Calculating Specific Summary Statistics

Pandas provides many built-in methods to calculate statistical measures for your data. For example:

import pandas as pd

# Load the CSV file
df = pd.read_csv('bikeshare.csv')

# Calculate specific statistics
print("Mean count of rentals:", df['count'].mean())
print("Median count of rentals:", df['count'].median())
print("Standard deviation of count:", df['count'].std())
print("Minimum registered rentals:", df['registered'].min())
print("Maximum registered rentals:", df['registered'].max())

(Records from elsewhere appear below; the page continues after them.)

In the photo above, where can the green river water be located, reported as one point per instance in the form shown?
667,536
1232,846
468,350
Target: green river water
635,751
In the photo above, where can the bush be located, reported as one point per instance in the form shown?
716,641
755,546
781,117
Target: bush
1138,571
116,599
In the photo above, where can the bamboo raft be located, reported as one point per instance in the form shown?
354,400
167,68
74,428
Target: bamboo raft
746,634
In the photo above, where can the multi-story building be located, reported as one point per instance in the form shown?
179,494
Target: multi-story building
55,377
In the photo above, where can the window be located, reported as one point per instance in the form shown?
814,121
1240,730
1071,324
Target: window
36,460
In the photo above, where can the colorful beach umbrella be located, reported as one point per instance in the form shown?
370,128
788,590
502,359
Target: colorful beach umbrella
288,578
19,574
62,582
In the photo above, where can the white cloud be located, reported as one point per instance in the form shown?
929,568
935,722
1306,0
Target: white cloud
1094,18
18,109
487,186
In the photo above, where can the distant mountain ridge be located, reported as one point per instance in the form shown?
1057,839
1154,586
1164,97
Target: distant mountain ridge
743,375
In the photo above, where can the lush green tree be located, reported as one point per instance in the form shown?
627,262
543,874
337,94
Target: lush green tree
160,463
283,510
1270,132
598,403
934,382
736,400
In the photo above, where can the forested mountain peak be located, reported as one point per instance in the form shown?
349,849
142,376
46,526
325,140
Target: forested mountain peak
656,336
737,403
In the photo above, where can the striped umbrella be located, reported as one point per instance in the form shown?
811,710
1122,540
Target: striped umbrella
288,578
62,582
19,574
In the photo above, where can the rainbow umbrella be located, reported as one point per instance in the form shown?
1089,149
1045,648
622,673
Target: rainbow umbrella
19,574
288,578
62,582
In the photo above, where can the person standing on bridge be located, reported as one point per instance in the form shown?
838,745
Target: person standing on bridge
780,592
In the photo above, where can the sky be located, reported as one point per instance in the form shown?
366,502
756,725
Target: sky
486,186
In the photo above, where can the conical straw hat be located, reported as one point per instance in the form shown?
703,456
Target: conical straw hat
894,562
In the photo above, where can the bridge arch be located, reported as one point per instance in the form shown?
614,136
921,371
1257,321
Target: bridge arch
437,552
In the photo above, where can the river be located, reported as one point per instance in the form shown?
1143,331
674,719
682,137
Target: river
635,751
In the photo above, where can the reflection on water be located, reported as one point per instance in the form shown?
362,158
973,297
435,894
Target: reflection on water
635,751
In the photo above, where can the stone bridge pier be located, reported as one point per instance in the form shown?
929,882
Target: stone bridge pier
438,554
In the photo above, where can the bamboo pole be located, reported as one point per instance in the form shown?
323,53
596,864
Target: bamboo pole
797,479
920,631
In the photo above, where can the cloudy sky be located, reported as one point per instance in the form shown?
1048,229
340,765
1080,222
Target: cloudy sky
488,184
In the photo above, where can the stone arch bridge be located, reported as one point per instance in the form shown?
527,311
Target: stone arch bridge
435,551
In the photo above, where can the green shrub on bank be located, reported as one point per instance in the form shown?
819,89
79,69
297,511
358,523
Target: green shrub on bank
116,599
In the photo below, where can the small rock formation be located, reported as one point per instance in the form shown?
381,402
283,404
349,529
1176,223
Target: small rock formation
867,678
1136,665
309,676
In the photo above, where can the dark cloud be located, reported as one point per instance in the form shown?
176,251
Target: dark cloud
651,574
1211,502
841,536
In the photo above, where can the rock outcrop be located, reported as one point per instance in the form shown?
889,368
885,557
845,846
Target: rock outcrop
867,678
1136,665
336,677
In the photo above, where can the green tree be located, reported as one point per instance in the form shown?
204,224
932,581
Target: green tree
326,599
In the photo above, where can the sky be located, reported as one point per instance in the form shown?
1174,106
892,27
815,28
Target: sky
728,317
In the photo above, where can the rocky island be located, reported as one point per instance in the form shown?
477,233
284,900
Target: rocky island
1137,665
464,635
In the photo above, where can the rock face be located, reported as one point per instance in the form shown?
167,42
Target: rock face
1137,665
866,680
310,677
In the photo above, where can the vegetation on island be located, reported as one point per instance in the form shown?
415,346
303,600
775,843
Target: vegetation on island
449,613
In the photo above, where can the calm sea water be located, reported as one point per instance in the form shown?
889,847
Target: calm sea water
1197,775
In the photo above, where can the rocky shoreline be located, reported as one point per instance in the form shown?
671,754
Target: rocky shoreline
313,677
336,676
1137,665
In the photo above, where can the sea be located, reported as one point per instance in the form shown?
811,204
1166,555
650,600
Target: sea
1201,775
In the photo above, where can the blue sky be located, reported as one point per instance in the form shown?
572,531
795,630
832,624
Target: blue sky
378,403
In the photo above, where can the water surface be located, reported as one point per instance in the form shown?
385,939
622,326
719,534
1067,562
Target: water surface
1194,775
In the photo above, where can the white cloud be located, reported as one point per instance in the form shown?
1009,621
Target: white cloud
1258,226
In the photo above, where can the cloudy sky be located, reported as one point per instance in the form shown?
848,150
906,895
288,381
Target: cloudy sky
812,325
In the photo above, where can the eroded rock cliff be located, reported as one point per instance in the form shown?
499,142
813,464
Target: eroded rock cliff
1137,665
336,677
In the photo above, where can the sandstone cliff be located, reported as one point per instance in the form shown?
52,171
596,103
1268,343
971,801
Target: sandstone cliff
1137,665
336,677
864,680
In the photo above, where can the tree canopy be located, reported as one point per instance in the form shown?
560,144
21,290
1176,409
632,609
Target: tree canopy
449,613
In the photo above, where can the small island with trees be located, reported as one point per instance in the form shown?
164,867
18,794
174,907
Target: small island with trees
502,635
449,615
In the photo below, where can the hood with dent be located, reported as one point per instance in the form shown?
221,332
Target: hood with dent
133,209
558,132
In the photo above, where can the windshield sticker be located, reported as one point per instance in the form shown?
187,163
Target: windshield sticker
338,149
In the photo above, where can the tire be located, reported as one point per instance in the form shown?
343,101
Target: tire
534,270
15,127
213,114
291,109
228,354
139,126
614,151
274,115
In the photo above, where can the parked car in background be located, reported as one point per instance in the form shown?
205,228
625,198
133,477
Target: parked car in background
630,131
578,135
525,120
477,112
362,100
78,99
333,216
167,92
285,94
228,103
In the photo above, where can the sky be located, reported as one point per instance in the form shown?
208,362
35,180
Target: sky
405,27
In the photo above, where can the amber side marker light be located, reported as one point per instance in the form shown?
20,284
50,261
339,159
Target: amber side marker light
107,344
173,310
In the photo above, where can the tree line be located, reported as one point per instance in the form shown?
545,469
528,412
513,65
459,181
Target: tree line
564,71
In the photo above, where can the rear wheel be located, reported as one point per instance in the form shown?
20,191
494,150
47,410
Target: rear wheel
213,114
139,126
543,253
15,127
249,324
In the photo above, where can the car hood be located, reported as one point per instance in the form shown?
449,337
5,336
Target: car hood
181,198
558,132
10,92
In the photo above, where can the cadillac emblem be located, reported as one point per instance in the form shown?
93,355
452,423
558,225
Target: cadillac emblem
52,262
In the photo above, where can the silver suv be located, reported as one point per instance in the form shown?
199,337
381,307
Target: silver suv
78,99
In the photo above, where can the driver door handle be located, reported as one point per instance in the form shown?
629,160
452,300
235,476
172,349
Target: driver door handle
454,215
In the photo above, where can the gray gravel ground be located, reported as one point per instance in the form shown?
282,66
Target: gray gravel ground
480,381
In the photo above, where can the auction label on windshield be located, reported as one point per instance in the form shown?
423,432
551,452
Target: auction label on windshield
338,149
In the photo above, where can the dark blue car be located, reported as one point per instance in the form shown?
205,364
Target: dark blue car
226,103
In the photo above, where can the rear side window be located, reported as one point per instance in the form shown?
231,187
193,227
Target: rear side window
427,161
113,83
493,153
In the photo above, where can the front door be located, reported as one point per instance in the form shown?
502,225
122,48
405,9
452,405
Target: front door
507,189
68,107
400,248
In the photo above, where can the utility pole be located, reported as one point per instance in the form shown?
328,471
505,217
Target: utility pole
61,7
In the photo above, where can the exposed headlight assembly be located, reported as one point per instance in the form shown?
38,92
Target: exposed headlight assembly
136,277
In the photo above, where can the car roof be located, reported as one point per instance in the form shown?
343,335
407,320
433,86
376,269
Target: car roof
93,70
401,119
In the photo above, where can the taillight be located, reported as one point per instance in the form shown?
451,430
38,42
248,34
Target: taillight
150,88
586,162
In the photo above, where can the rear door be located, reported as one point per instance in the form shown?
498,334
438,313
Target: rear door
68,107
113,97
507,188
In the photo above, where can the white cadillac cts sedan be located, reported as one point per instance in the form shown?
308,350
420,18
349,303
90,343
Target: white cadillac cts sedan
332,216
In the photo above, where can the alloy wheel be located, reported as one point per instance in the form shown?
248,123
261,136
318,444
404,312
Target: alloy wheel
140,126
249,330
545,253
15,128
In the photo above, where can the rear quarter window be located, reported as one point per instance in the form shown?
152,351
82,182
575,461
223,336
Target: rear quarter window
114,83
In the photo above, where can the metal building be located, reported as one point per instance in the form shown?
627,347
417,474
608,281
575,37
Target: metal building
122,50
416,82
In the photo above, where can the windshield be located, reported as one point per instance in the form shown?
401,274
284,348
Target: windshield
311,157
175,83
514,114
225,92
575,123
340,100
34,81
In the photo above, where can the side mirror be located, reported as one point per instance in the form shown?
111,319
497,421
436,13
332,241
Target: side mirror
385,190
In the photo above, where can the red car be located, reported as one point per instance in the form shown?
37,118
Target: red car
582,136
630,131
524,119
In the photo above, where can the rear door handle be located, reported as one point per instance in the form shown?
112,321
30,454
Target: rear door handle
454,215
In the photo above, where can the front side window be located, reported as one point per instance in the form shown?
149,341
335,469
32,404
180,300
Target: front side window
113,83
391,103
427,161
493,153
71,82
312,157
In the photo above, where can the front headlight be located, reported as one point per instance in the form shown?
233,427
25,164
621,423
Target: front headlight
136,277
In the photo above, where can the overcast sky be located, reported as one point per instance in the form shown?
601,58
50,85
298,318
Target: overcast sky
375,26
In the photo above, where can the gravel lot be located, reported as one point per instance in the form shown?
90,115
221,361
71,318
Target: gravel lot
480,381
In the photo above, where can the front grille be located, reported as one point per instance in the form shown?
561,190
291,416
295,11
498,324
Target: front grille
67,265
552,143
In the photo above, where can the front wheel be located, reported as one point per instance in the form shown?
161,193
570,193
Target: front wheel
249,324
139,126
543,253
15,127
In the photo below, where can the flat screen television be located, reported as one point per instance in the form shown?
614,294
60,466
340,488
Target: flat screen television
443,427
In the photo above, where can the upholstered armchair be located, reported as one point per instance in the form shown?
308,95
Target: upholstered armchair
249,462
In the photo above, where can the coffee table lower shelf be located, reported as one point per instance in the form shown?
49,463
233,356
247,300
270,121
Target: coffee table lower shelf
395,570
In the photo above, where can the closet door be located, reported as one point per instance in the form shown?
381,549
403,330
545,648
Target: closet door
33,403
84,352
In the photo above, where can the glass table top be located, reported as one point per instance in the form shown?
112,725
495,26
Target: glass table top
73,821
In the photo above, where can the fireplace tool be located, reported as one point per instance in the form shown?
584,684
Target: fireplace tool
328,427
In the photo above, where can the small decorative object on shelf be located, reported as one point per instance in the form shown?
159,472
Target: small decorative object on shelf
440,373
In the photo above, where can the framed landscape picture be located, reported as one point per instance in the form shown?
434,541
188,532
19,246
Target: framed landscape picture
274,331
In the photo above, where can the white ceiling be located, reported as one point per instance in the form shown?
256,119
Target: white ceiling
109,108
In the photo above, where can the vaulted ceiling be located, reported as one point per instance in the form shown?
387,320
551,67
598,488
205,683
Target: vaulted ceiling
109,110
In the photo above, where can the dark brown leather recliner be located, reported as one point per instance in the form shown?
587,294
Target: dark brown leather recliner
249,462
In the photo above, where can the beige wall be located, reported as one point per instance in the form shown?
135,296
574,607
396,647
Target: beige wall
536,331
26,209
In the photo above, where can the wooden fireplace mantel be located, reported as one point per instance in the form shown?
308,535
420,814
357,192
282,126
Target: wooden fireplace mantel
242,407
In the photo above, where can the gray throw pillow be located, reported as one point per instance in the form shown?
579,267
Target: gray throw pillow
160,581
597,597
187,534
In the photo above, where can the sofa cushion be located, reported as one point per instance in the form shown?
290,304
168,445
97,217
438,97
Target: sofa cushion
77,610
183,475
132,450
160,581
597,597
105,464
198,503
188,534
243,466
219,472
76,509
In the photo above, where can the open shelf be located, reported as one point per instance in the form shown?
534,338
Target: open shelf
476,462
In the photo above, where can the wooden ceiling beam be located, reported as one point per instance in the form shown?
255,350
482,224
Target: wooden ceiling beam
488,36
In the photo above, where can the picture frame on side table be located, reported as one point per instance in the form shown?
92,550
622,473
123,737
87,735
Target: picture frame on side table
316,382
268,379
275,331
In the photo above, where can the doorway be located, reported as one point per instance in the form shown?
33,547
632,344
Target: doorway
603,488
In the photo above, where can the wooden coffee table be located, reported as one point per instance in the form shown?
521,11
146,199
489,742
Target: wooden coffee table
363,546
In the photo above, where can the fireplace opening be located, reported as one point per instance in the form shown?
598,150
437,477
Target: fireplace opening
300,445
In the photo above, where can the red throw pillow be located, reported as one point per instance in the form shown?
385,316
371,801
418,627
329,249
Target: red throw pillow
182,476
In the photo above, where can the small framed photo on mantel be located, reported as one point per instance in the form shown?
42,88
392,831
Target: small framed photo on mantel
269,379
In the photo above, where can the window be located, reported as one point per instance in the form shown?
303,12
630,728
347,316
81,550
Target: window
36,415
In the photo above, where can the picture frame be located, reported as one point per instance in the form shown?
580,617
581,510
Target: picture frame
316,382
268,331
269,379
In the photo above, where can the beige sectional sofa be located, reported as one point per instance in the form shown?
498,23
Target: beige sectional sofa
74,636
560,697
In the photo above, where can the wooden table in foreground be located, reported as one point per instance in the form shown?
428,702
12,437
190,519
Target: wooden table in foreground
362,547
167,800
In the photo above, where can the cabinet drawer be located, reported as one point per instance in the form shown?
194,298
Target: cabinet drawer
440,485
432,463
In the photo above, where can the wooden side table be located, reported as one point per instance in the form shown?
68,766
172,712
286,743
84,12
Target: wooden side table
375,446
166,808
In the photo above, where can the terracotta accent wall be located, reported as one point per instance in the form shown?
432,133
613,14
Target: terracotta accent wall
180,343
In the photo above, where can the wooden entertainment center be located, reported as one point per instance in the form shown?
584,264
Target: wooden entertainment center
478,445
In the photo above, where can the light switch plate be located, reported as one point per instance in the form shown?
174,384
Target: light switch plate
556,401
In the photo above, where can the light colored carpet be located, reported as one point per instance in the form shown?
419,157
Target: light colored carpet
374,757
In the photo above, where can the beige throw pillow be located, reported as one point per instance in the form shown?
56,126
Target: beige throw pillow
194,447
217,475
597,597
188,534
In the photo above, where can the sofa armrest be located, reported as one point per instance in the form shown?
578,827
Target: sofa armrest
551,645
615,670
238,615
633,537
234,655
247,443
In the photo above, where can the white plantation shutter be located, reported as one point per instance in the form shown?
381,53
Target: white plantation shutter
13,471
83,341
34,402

These functions are applied to specific columns (e.g., count, registered) and return the requested statistic.


Exercise 4

In a file named summary_statistics.py, write a program that:

  1. Loads the bikeshare.csv file into a Pandas DataFrame.
  2. Prints the following:
    • Mean of the count column.
    • Median of the count column.
    • Standard deviation of the count column.
    • Minimum value of the registered column.
    • Maximum value of the registered column.

Plotting Data with Pandas and Matplotlib

Pandas integrates well with Matplotlib for visualization. For example:

import pandas as pd
import matplotlib.pyplot as plt

# Load the CSV file
df = pd.read_csv('bikeshare.csv')

# Plot temperature vs. count
plt.scatter(df['temp'], df['count'])
plt.xlabel('Temperature')
plt.ylabel('Count')
plt.title('Temperature vs. Count')
plt.show()

Exercise 5

In a file named plot_data.py, write a program that:

  1. Plots the count of bikes rented for each hr using a scatter chart.
  2. Adds labels and a title to the chart.